There is something a bit scary about the term unf**kwithable, I agree, and when we were asked to define what it meant to us the first things people said were “don’t mess with me” and “being assertive”. But then other things were mentioned too. People spoke about being balanced, centred and present. About being self-assured and calm in the eye of a storm. About having presence, purpose and strength. All of this stuff really appeals to me and “unf**kwithable” seems like a state of being worth striving for.
We picked out some people that we regard as embodying unf**kwithability – Aung San Suu Kyi, Gandhi, Rosa Perks and Nelson Mandela to name a few – and then we looked at the things that cause us to become less self-assured, less balanced, more f**kwithable as our lives go on. We identified some of the messages that we picked up when we were growing up and the parts of ourselves that we deemed unacceptable and, therefore, suppressed – our shadow side.
One of the things we did today was to stand in front of a mirror, to really look at ourselves and say what we love about ourselves. This was a different kind of “looking in the mirror” to the usual “does my hair look OK?” looking. It felt more like looking at the essence of who we are and seeing the parts of ourselves that contribute to our greatness. I struggled with this. I spent 10 minutes being flippant and messing about so I could avoid doing the exercise. Finally, I did manage to stand in front of the mirror and what struck me was that I didn’t really know the person I was looking at. The features were familiar but the light behind the eyes felt unfamiliar. How weird to have looked at the same face for all my life and to discover now that I don’t know the person looking back at me.
Kensho is a word to describe the insights, or the gold, that come from the most challenging times of our lives. My Kensho moment today was the understanding that I need to reconnect with the person in the mirror and to give her back elements of her identity that have been lost along the way. Maybe the most important of these is self-belief.

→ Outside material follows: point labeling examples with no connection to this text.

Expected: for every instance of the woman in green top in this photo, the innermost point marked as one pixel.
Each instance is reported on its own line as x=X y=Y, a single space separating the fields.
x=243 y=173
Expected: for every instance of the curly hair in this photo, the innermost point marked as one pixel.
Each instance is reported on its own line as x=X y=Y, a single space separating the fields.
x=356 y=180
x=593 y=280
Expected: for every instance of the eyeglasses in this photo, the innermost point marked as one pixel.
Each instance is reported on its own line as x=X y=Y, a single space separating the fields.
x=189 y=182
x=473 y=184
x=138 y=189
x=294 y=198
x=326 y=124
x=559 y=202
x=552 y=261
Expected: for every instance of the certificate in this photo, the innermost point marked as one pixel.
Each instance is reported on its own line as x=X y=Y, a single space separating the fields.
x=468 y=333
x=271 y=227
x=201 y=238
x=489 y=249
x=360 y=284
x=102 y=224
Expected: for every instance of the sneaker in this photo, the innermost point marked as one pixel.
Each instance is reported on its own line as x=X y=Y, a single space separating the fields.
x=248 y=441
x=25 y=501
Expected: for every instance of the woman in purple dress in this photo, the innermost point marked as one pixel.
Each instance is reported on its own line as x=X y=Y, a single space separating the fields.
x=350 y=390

In case you’re wondering, the way I dress did figure as one of the things I love about myself. It was a shortish list and that one came close to the top. So, what can I tell you about today’s little ensemble? Often I choose very bold, in-your-face colours but today I went for a softer, more subtle combination of pinks, greens, beige and gold with deep aubergine.
I really like this skirt. I bought it secondhand from Frockaholics Anonymous. It is by Papyrus and I adore the scalloped hem with its delicate broiderie anglais detailing. I am wearing it over a gold petticoat by Bohemia, with a silk and cotton cardigan by Out of Xile in a deep aubergine purple colour with silk ties at the cuffs.
The hat is by Helen Blamires. It was just plain beige when I got it (from Ebay) so I added the handmade silk flower brooches to liven it up a bit. The necklace was bought years ago from East. I think the stone is fluorite set into silver.
Finally, I put on this wonderful knitted scarf, created by a lady in Totnes whose name I don’t know but who spins and dyes her own yarns and then turns them into scarves and necklaces. I think she must use natural dyes because the colours are meltingly soft in a way that only natural dye can achieve. I found myself tempted to just gaze at the ways the colours blend from one to another in this scarf rather than looking into my eyes during the mirror-gazing exercise today!